Thailand has brought me many things. I thought that the worst feeling in the world was somebody wrongly concluding that you are less than you are. This week, however, has taught me that much worse than that, is somebody concluding you are something that you are not.
There was a boy in high school that I was close to as a friend, but always liked as a little more than that. We were in the habit of eating up philosophical discussion instead of lunch, or mulling over great literature instead of going to third period.
In one of the few classes we actually took together, our teacher was so fed up with our talking while he was talking that he finally hung a toga that he had in his desk from the ceiling tiles to cover my face. Don’t worry, I was young, and I’ve since learned to respect my teachers, though honestly what’s a toga going to do and better question, why did he just have one in his desk?
In the midst of our discussions (when we weren’t so rudely interrupted by a toga), my friend would often say things that I disagreed with. I’d never say as much, however, I’d just expand on what he said, until I could make it conform more to what I thought, or I’d say nothing at all. It wasn’t until two years after our senior year when we got back together, and I’d grown into myself and out of my girlish crush on him, that I realized how much I’d checked myself in our conversations in high school.
I’d always wanted to seem agreeable, and so when the opportunity came to present a difference of opinion, I’d push it away _ hoping that ultimately he’d always feel smart and comfortable around me.
It never did work. He probably did feel comfortable and smart around me, but it never amounted to anything more than friendship for me, and with just a friendship, I could’ve filled the airspace between us with what I really thought on a topic and never threatened us.

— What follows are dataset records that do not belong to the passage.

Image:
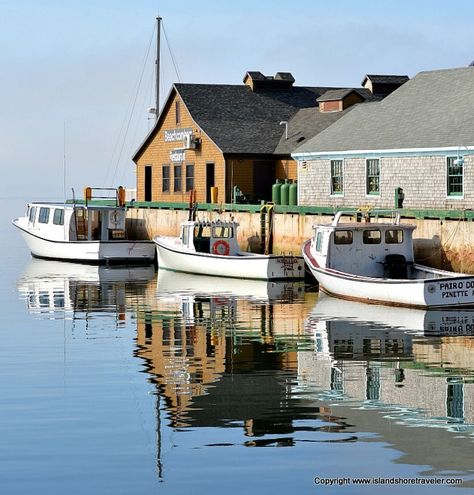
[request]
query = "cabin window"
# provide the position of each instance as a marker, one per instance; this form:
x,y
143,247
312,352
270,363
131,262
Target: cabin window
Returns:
x,y
223,232
44,215
185,236
189,177
394,236
455,176
58,218
178,178
32,214
371,236
372,168
202,231
165,184
343,237
319,242
337,179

This holding-back thing, this polite dismissal of my dissatisfaction or disagreement in favor of keeping the elephants out of the room (elephants?! Haha, I’m in Thailand) has become something of a habit of mine in every area of my life. In the back of my mind I hold back my opinions when I’m with people that won’t receive them. They can’t handle someone brushing their fur the wrong direction, and I don’t need outside validation of my thoughts to maintain my position as a free thinker, so I’ll just keep my mouth shut.
In some instances that works all right, and it doesn’t bother me to admit it. However, there are cases when there was more at stake than an intellectual discussion. A change really did need to be made or someone really did need to follow through, but I accepted and adapted, rather than spoke up, because in some dark corner of my brain I don’t really believe I deserve whatever it was that was already promised to me.
It’s such a fine line to walk between your sense of self-worth, requiring you to say what you need, and the vast majority of people in this world (including yourself, probably), completely unable to hear what they’re doing wrong or that they’re not keeping up their end of a bargain. And so, pretend you decided to speak up or someone spoke up for you, and you’re in a position where you can’t take back what’s been said. You rejoice in the fact that it worked and something changed and personal productivity is suddenly possible again.
But it came with a cost.
Those people that you didn’t think would acknowledge their own failings, also turn out to be unable to see that you are willing to admit to your own as well, and instead they end up hurt. They begrudgingly give you what you wanted, but also come to the conclusion, that conclusion that will give you the worst feeling in the world, that you are something that you are not.
Say you’re a dog that, in getting to that bowl of food that literally has your name on it, spills the mop bucket all over your master’s clean floor. He starts to kick you because he’s angry about his floor getting wet, when he should’ve known not to put the bucket there in the first place.He keeps kicking and though you want to remain a calm, loving house animal, you’re also not willing to sit there and take it.
So you finally just bark to let him know this isn’t working for you. You were merely trying to stick up for yourself, and he wrongly concludes that you’re a savage monster.
When something happens and you’re suddenly and inexplicably put on the defense, it’s hard to know what kind of fortifications you’re allowed to employ without your attackers (whom you so desperately wanted to be your friends) vilifying your actions to the extreme.
Then is the lesson here not to speak up? Am I supposed to conclude that it’s better to be stepped on and grin than dodge the step and leave other people frowning? Or better yet to never have sought out your food in the first place — to starve but proudly bear the label “adaptable”?
It is in times like these that I wish God was not the only one who had free reign of my true heart and desires. I wish I could physically peel back the pieces of my heart so that they could see that I bore no ill will and still don’t, that I just wanted that food and it was supposed to be mine. But without truth in its purest form being able to speak for itself, all they will remember is the wet floor and that bark that they thought proved to them who I really am.